Вскоре в зале погас свет и после обязательного киножурнала «Новости Дня» начался фильм про Швейка. Это был полный восторг! Моя любимая книга оживала на экране, я упивался каждым кадром и особенно тем, что все действующие лица выглядели точь-в-точь, как на прекрасных иллюстрациях художника Йозефа Лады. Особенно меня поразило, что актёр игравший главную роль, был одновременно похож и на Швейка, и на Ярослава Гашека. Я так увлёкся фильмом, что совершенно забыл о том, в каком образе я сам должен находиться — громко смеялся и хлопал в ладоши. Сидевший рядом гражданин с оторопью поглядывал на чокнутого старичка в телогрейке, который заливисто хохотал фальцетом, как подросток.
Где-то в середине фильма случилась неприятность — струящийся по лицу пот размыл гримёрный клей и у меня отвалились усы. Они упали на пол, а потому я был вынужден сползти со своего сиденья и в темноте шарить под креслами, распихивая ноги соседей. Моё поведение их немало озадачило, они перешёптывались, поджимали ноги и показывали пальцами на странного зрителя в телогрейке и ушанке, который ползает по полу и непонятно, что там делает. К счастью, я нашёл усы, уселся на своё место, но вернуть их обратно на лицо не было никакой возможности — клея у меня с собой не было. Пришлось рукой прижать усы под носом и таким образом их всё время удерживать. В этой нелепой позе я и просидел до конца фильма.

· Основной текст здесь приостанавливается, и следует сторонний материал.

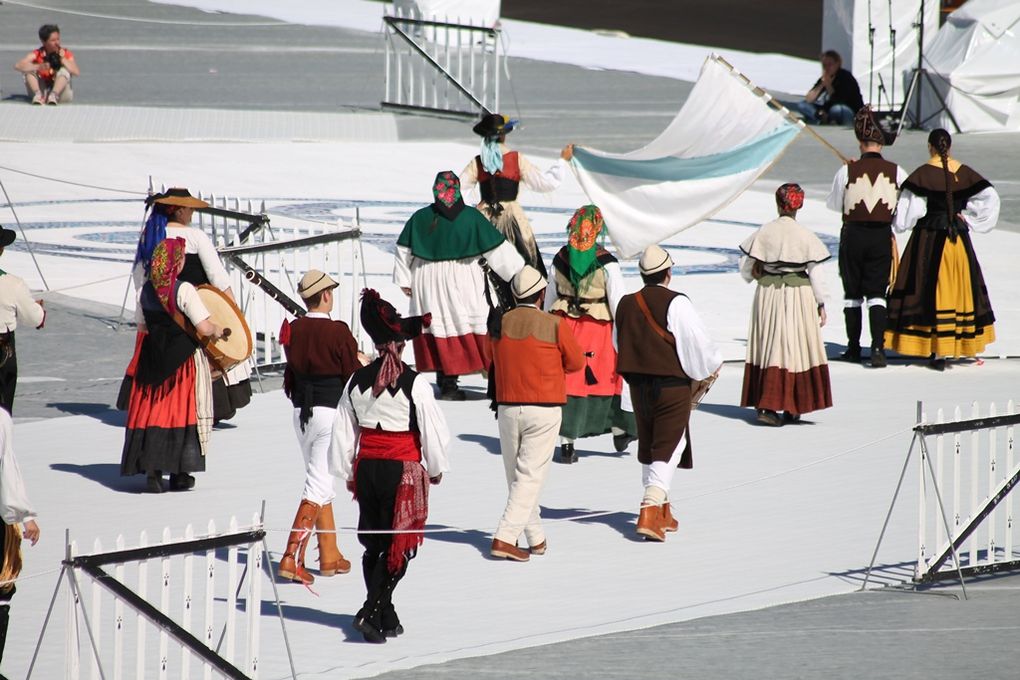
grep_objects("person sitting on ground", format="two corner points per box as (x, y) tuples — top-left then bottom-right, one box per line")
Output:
(780, 50), (864, 125)
(14, 23), (82, 106)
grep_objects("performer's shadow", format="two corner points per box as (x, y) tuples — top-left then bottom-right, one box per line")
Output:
(696, 402), (758, 426)
(46, 402), (128, 427)
(457, 434), (502, 456)
(542, 506), (645, 542)
(50, 463), (145, 493)
(425, 524), (493, 557)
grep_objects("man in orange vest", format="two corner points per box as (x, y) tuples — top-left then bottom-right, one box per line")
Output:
(490, 265), (584, 562)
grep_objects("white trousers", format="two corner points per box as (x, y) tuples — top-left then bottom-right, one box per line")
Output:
(496, 406), (563, 546)
(294, 406), (337, 506)
(641, 432), (687, 495)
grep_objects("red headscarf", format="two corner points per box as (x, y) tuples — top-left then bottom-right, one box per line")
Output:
(149, 239), (185, 314)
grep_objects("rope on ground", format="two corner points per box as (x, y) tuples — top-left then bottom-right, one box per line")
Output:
(3, 0), (290, 29)
(0, 567), (63, 588)
(265, 426), (914, 534)
(0, 163), (147, 196)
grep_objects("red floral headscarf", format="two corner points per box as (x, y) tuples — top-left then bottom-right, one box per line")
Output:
(775, 182), (804, 213)
(149, 239), (185, 314)
(567, 205), (606, 294)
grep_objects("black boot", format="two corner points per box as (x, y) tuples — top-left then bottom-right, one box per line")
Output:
(868, 305), (886, 368)
(436, 372), (467, 402)
(839, 307), (864, 363)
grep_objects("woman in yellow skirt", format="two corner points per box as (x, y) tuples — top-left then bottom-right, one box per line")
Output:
(885, 128), (1000, 371)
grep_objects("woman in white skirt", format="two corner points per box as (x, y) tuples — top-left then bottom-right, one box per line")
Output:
(741, 184), (832, 426)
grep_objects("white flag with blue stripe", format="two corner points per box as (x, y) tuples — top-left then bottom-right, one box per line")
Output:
(572, 55), (803, 258)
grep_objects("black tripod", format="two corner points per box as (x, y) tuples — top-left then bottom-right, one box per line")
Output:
(896, 0), (960, 137)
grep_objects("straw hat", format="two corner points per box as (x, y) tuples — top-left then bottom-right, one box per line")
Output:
(638, 246), (673, 274)
(298, 269), (340, 300)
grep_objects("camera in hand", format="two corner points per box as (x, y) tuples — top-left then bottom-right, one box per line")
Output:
(46, 52), (62, 73)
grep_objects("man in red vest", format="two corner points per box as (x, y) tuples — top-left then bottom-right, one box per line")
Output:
(14, 23), (82, 106)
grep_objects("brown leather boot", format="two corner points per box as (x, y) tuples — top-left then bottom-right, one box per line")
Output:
(662, 501), (680, 531)
(276, 499), (319, 585)
(638, 506), (666, 541)
(315, 503), (351, 576)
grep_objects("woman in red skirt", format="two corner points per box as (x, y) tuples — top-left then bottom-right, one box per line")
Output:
(120, 239), (222, 493)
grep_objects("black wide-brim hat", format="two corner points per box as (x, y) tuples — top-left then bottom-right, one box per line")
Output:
(0, 224), (17, 248)
(471, 113), (513, 137)
(361, 289), (432, 345)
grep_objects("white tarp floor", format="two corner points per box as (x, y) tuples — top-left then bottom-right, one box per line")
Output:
(0, 139), (1020, 678)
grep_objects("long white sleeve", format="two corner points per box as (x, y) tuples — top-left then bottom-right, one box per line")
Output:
(459, 157), (478, 195)
(393, 246), (414, 289)
(411, 374), (450, 477)
(807, 262), (828, 305)
(482, 241), (524, 281)
(893, 189), (928, 233)
(740, 255), (755, 283)
(825, 163), (850, 215)
(328, 380), (361, 479)
(666, 295), (722, 380)
(0, 409), (37, 524)
(604, 262), (627, 319)
(960, 187), (1002, 233)
(517, 154), (567, 194)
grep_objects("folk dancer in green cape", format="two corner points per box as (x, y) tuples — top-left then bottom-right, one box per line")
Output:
(393, 170), (524, 401)
(546, 205), (638, 463)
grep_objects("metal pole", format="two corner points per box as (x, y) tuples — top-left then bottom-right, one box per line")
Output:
(0, 174), (50, 291)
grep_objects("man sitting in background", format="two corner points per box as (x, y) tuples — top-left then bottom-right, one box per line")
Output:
(780, 50), (864, 125)
(14, 23), (81, 106)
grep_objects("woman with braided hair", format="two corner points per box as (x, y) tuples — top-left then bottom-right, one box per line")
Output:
(885, 128), (1000, 371)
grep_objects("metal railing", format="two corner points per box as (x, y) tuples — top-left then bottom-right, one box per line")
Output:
(381, 7), (505, 118)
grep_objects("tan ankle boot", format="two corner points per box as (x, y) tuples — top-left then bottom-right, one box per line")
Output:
(276, 500), (319, 585)
(638, 506), (666, 541)
(315, 503), (351, 576)
(662, 501), (680, 531)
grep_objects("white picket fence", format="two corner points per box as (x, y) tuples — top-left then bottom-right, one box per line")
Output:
(29, 514), (293, 680)
(196, 193), (364, 368)
(381, 6), (505, 117)
(915, 401), (1020, 582)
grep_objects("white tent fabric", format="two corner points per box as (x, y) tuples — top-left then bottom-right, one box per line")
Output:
(918, 0), (1020, 133)
(571, 56), (803, 258)
(819, 0), (939, 109)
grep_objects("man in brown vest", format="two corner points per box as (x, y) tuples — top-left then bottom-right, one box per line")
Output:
(825, 107), (907, 368)
(616, 246), (722, 541)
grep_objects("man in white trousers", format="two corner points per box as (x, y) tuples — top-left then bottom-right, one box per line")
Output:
(490, 265), (584, 562)
(616, 246), (722, 541)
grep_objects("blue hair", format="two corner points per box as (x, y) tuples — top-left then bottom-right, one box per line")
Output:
(135, 208), (168, 275)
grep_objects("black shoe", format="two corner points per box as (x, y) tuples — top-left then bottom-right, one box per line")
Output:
(145, 474), (165, 493)
(354, 617), (386, 644)
(170, 472), (195, 491)
(613, 432), (638, 454)
(835, 347), (861, 364)
(440, 386), (467, 402)
(758, 409), (782, 427)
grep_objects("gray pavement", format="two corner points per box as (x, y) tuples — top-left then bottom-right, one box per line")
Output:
(0, 0), (1020, 680)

Кино закончилось, и публика стала выходить из зала. Я продолжал держать усы рукой, причём для оправдания того, что варежка всё время прижата к лицу, непрерывно в неё чихал и кашлял. Теперь надо было вернуться домой, стараясь не слишком привлекать внимание прохожих. Придерживая усы, я вышел из кинотеатра и поплёлся домой, шлёпая валенками по лужам.
Когда до подъезда дома оставалось каких-то полсотни метров, неожиданно кто-то сзади схватил меня за шиворот. Я в испуге оглянулся - и увидел гневное лицо моей бабушки. Она возвращалась из магазина и, заметив у дома странного субъекта, пригляделась к нему и вдруг узнала нашу домашнюю одежду: телогрейку, ушанку, и особенно — красный в жёлтую полоску шарф. Она решила, что на старикашке надеты украденные из нашей квартиры вещи и, будучи ещё физически крепкой, решила поймать вора, резонно полагая, что с этим недомерком она справится без труда.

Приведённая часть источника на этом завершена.